Comprenant que j’ai envie de le faire languir, il s’offre le luxe de ne pas insister.

— Eh bien, c’est parfait, dit-il.

J’établis en vitesse notre nouvelle constitution. Article premier : ne plus être suivis. Or, il est évident que l’on nous observe à la loupe depuis notre débarquement à Djak. Aussi, profitons-nous de l’effervescence (de térébenthine) du couloir pour nous évacuer par l’escadrin de service. D’ailleurs, les ascenseurs sont nazes pour l’instant. Y a du pompelard et du poulaga plein partout. C’est velouté, comme évacuation. La majorité des clilles se cassent par l’escalier principal, tandis que nous deux, modestes, on démarche par la voie des blanchisseurs. Pas un greffier ! Tout le trèpe est mobilisé par l’événement.

On débouche dans une grande cour buanderesque, qui sent la lessive, le limon, l’Asie, plus des miasmes marécageux. Ça fouette depuis les éventaires à bouffe extérieurs où la merde est sous-jacente. Ça que je reproche à leur tortore indonésique : elle dégage des fragrances de jasmin et des remugles de colombins. Sans doute pour cela qu’ils l’épicent à outrance ! Faut que la gueule te fume pour pas que tes papilles s’attardent sur ces inconvénients.

Au bout de la cour, y a un parking pour le personnel. S’y trouve un méli-mélo impossible de pétrolettes, de vélos, de bagnoles en haillons. On franchit le terre-plein. A son extrémité, une barrière déglinguée offre une brèche parce que les usagers la franchissent pour la déguiser en raccourci. Nous itou. On escalade un fort talus jonché de tout, sauf de l’espérance. Boîtes de bière et de Coca, papiers souillés par les culs ayant produit l’excrément qui les accompagne (un étron convenable ne se déplace jamais sans papiers), chiffons à bout d’usage, capotes plus ou moins anglaises, détentrices d’une jeunesse qui ne deviendra jamais délinquante, paquets de cigarettes vides, que sais-je encore. On grimpe la pente à brutes (ou abrupte quand c’est moi qui l’escalade, merci), et nous enjambons de Bayonne la glissière de sécurité qui la borde. Le flot du trafic nous bondit devant ; mille fauves écumants, haletants et vociférants. Deux jeunes filles sur un Solex épave se marrent en me voyant leur faire le signe du stoppeur de fond. Mais, tout de suite derrière elles, voilà un gonzier au volant d’une camionnette jaune poussin. Lui, il s’arrête, au risque de se faire défoncer le pont.

On grimpe en voltige sur « le » siège vacant, à son côté.

— Où allez-vous ? nous demande-t-il probablement en indonésien moderne.

— And you ? réponds-je.

— Au Bloc M.

— Nous aussi.

— Vous me donnerez deux cents roupies ?

— Non, dis-je, je vous en donnerai cinq cents.

Il éclate de rire.
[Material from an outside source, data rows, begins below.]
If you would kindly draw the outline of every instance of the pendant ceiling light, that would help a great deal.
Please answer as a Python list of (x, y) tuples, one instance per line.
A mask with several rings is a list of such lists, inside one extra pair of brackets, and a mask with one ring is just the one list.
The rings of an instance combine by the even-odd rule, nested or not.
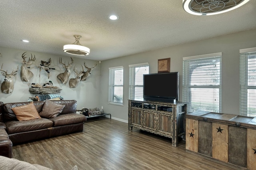
[(218, 14), (234, 10), (250, 0), (183, 0), (183, 9), (198, 16)]
[(75, 35), (74, 36), (76, 38), (76, 42), (72, 44), (65, 45), (63, 47), (64, 52), (73, 55), (87, 55), (90, 54), (90, 49), (80, 44), (79, 39), (81, 35)]

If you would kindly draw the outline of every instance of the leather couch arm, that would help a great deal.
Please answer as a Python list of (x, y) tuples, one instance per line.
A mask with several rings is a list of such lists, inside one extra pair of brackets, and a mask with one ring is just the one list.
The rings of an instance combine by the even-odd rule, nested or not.
[(8, 139), (0, 137), (0, 155), (12, 158), (12, 143)]
[(4, 128), (0, 128), (0, 155), (12, 158), (12, 143)]

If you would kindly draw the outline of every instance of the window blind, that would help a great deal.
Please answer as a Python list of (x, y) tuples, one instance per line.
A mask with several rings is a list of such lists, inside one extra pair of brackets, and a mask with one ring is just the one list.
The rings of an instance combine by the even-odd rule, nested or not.
[(240, 52), (240, 114), (255, 117), (256, 48), (241, 50)]
[(143, 100), (143, 75), (148, 74), (148, 63), (130, 65), (129, 73), (129, 99)]
[(122, 66), (109, 68), (108, 102), (123, 104), (123, 68)]
[(190, 112), (219, 112), (221, 108), (221, 57), (209, 57), (209, 55), (204, 57), (184, 59), (183, 101), (189, 103)]

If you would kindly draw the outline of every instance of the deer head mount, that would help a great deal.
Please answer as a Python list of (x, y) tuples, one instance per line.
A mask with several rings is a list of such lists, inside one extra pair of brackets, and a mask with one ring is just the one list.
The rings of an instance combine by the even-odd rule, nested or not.
[(39, 64), (39, 67), (40, 67), (40, 72), (42, 70), (44, 70), (47, 73), (47, 75), (48, 76), (48, 78), (50, 78), (50, 77), (51, 76), (51, 72), (50, 70), (55, 70), (54, 68), (50, 68), (50, 65), (52, 63), (52, 59), (50, 58), (48, 61), (41, 61), (41, 64)]
[(72, 66), (72, 64), (73, 63), (73, 60), (72, 57), (71, 62), (70, 63), (68, 62), (68, 64), (66, 65), (66, 61), (64, 64), (62, 63), (62, 59), (60, 58), (59, 59), (59, 63), (63, 65), (62, 66), (65, 69), (65, 72), (62, 73), (60, 73), (57, 76), (57, 78), (60, 80), (63, 84), (65, 84), (68, 82), (68, 80), (70, 75), (70, 68)]
[(97, 65), (97, 63), (95, 63), (93, 67), (91, 68), (90, 68), (88, 67), (86, 65), (85, 65), (85, 62), (84, 63), (84, 67), (87, 69), (87, 71), (85, 72), (84, 72), (84, 74), (82, 76), (82, 78), (81, 78), (81, 81), (85, 81), (86, 80), (86, 79), (89, 77), (92, 73), (92, 70), (93, 69), (96, 67), (96, 66)]
[(7, 73), (7, 70), (6, 71), (3, 70), (2, 69), (3, 64), (2, 64), (1, 66), (1, 70), (2, 71), (2, 74), (4, 76), (4, 80), (1, 85), (1, 90), (2, 93), (6, 93), (7, 94), (11, 93), (13, 90), (14, 87), (14, 84), (13, 82), (13, 77), (16, 76), (17, 72), (19, 70), (19, 66), (17, 65), (17, 69), (13, 69), (13, 70), (10, 74)]
[(30, 66), (33, 62), (36, 60), (36, 57), (34, 55), (34, 58), (31, 54), (31, 58), (30, 57), (28, 58), (28, 61), (26, 61), (26, 58), (27, 58), (25, 56), (25, 52), (22, 54), (21, 57), (22, 58), (22, 65), (20, 68), (20, 78), (22, 81), (28, 82), (30, 79), (34, 76), (34, 74), (29, 69), (30, 68)]
[(82, 70), (79, 73), (76, 71), (76, 69), (75, 68), (76, 66), (75, 66), (74, 67), (74, 71), (75, 72), (76, 77), (74, 78), (70, 78), (69, 80), (69, 87), (70, 88), (74, 88), (76, 87), (77, 84), (78, 84), (79, 82), (81, 81), (82, 76), (84, 74), (83, 72), (84, 70), (83, 66), (82, 65), (81, 66), (82, 66)]

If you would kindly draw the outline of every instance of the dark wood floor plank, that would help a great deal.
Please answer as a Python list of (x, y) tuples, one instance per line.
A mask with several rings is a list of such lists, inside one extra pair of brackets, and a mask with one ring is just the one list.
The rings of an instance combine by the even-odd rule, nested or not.
[[(14, 146), (14, 158), (56, 170), (234, 170), (186, 152), (170, 139), (101, 117), (88, 120), (83, 132)], [(237, 169), (239, 169), (238, 168)]]

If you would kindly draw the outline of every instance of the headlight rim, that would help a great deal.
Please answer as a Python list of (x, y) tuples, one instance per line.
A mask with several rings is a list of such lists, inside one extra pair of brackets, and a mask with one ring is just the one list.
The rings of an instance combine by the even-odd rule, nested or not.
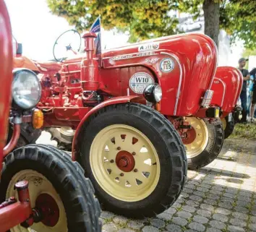
[[(13, 85), (14, 83), (14, 81), (18, 78), (18, 74), (19, 73), (20, 73), (21, 72), (29, 72), (30, 74), (33, 74), (38, 83), (38, 87), (39, 87), (39, 91), (38, 91), (38, 96), (36, 100), (36, 103), (34, 103), (33, 106), (30, 106), (29, 107), (24, 107), (24, 106), (21, 106), (18, 102), (17, 100), (15, 100), (15, 98), (14, 97), (14, 90), (13, 90)], [(39, 103), (40, 98), (41, 98), (41, 95), (42, 95), (42, 87), (40, 82), (40, 80), (37, 76), (37, 74), (32, 71), (31, 69), (25, 69), (25, 68), (17, 68), (12, 70), (12, 106), (14, 106), (15, 108), (17, 108), (18, 109), (22, 110), (22, 111), (27, 111), (27, 110), (31, 110), (33, 108), (35, 108), (35, 106)]]

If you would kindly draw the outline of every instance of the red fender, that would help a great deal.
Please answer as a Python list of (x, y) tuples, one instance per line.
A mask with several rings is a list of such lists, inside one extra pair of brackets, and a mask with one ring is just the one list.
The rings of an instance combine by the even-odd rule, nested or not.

Cézigo, il est tout menu, archisimiesque. Sa tête de nœud triangulaire disparaît sous une casquette à longue visière.

Il nous regarde en chanfrein, se marre du négro assis sur mes genoux.

— Vous êtes mariés ? il demande.

— Nous faisons notre voyage de noces, confirmé-je.

Son hilarité redouble.

— Vous voulez que je vous montre une fabrique de batiks ? opportune-t-il, flairant une bonne main à affurer.

— Non, dis-je, nous n’avons pas besoin de chemises, mais d’une auto. Vous savez où je pourrais en acheter une de confiance et d’occasion ?

— Une auto comment ?

— Avec quatre roues, un moteur et un volant.

Il opine, songeur.

— La mienne, ça vous irait ? Vous pouvez mettre beaucoup de bagages derrière et elle n’a que quatre cent dix mille kilomètres au compteur.

Dès lors, je considère son tas de tôle avec un regard qui, lui, est neuf. Cet os est tellement délabré qu’il semble au bout du rouleau. Le tableau de bord n’est plus qu’une niche béante bourrée de fils enchevêtrés. Il y a des trous dans le plancher, dus à la rouille. Il manque la vitre côté passager et le cerclo du volant a été merveilleusement renforcé avec du chatterton.

— Vous en demandez combien ?

— Cent mille roupies ? risque le téméraire.

Je me livre à un rapide calcul. Si je ne me goure pas, cette somme doit représenter environ cinq cents francs français.

— Disons cinquante mille et n’en parlons plus, contre-proposé-je.